# Confusion on application of definition of degrees of freedom

Gold Member
I am confused about the counting of degrees of freedom. Yes, I know that it is the number of vectors which are free to vary. But that definition gives way to different interpretations:
(1) the number of data points minus the number of independent variables. This seems to be the basis of the standard "n-1" or "n-2" in many applications.
(2) just the number of independent variables. This seems to be the basis in applications with 1 degree of freedom (example below), or when one says that the movement of a robot arm has 6 degrees of freedom, being +x,+y,+z,-x,-y,-z. [In this latter example, I am puzzled why, say (2,0,0) is considered the same as (1,0,0) for the purposes of counting, but they are considered distinct from (-1, 0, 0). Both (2,0,0) and (-1,0,0) are just λ(1,0,0).]

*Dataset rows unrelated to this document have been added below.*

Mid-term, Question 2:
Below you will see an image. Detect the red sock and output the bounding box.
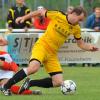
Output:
[2,61,10,70]
[2,61,18,72]
[11,85,32,95]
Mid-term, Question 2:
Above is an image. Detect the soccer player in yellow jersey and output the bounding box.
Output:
[2,7,99,95]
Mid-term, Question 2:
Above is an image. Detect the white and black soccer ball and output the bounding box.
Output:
[61,80,76,95]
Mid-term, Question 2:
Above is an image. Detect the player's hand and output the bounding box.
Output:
[90,46,100,51]
[16,17,25,24]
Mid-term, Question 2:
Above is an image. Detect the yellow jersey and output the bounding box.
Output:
[37,11,81,51]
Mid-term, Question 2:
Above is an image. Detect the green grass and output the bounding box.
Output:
[0,67,100,100]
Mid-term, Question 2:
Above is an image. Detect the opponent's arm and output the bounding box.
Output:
[76,39,100,51]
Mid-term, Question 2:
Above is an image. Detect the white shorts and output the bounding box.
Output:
[0,70,14,79]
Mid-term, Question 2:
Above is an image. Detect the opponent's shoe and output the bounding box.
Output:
[1,85,11,96]
[18,78,30,94]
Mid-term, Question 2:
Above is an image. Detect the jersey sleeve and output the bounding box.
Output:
[74,26,81,40]
[45,11,61,19]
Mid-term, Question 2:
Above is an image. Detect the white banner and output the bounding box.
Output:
[59,32,100,64]
[1,29,100,64]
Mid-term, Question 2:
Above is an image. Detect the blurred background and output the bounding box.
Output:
[0,0,100,29]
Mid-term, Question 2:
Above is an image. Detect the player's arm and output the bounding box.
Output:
[76,39,100,51]
[16,10,46,24]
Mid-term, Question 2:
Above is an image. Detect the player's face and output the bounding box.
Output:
[71,13,85,25]
[95,8,100,18]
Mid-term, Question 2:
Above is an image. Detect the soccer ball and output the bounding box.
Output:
[61,80,76,95]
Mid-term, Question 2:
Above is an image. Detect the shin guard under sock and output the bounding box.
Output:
[4,69,27,89]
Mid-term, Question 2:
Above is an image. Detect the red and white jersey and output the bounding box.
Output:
[0,51,13,62]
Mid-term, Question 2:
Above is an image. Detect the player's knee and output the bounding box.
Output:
[53,79,62,87]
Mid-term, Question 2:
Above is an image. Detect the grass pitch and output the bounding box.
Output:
[0,67,100,100]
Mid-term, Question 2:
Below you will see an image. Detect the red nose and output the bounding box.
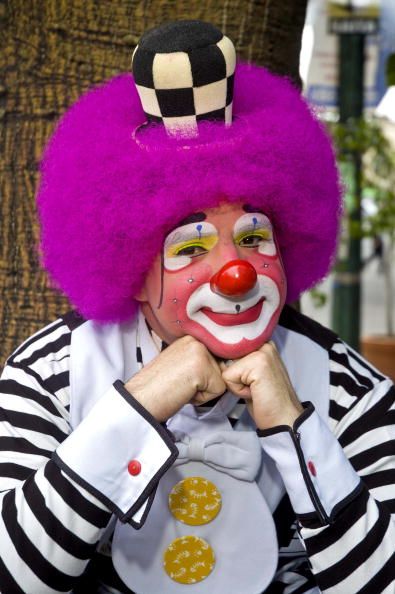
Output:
[210,260,257,297]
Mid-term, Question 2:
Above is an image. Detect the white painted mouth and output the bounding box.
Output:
[186,275,280,344]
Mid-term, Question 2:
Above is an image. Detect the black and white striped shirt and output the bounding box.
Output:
[0,308,395,594]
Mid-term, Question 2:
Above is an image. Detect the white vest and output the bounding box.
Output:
[70,314,329,594]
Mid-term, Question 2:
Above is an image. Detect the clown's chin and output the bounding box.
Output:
[188,307,281,360]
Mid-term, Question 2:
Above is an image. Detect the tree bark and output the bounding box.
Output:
[0,0,307,366]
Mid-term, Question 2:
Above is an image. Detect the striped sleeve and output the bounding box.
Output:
[0,321,111,594]
[0,320,176,594]
[300,341,395,594]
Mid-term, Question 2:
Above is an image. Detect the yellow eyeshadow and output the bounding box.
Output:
[166,235,218,258]
[235,229,272,243]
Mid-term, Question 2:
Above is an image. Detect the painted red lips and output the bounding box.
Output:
[200,299,264,326]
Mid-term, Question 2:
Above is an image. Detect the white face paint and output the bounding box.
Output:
[186,275,280,345]
[233,212,277,256]
[164,221,218,271]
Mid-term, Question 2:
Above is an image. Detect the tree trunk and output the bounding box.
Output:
[0,0,307,366]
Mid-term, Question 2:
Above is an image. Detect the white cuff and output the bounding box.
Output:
[54,381,178,527]
[258,404,361,524]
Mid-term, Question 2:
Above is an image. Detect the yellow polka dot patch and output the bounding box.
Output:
[163,536,215,584]
[169,476,221,526]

So, for example reading a psychology paper with statistics that appear to me dubious, I came across the following set of data in which the author is making a correlation between female first names and places of residence,

Milwaukee: Women named Mildred= 865, expected value = 806
Virginia Beach: Women named Mildred= 230, expected value = 289
Milwaukee: Women named Virginia= 544, expected value = 603
Virginia Beach: Women named Virginia = 275, expected value = 216

[I am not making this up. Ignobel Prizes, take note: "Why Susie Sells Seashells by the Seashore: Implicit Egotism and Major Life Decisions" by Pelham, B., Mirenberg, M., and Jones, J.; Journal of Personality and Social Psychology 2002, Vol. 82, No. 4, 469-487]

The authors then state (p. 471) that the "association between name and place of residence for women was highly significant, $\chi$2(1) = 38.25, p<.001." Apart from other questions of validity of this study, my question is whether the df= 1 here is justified. This would seem to be the number of independent variables interpretation, ignoring the number of data points.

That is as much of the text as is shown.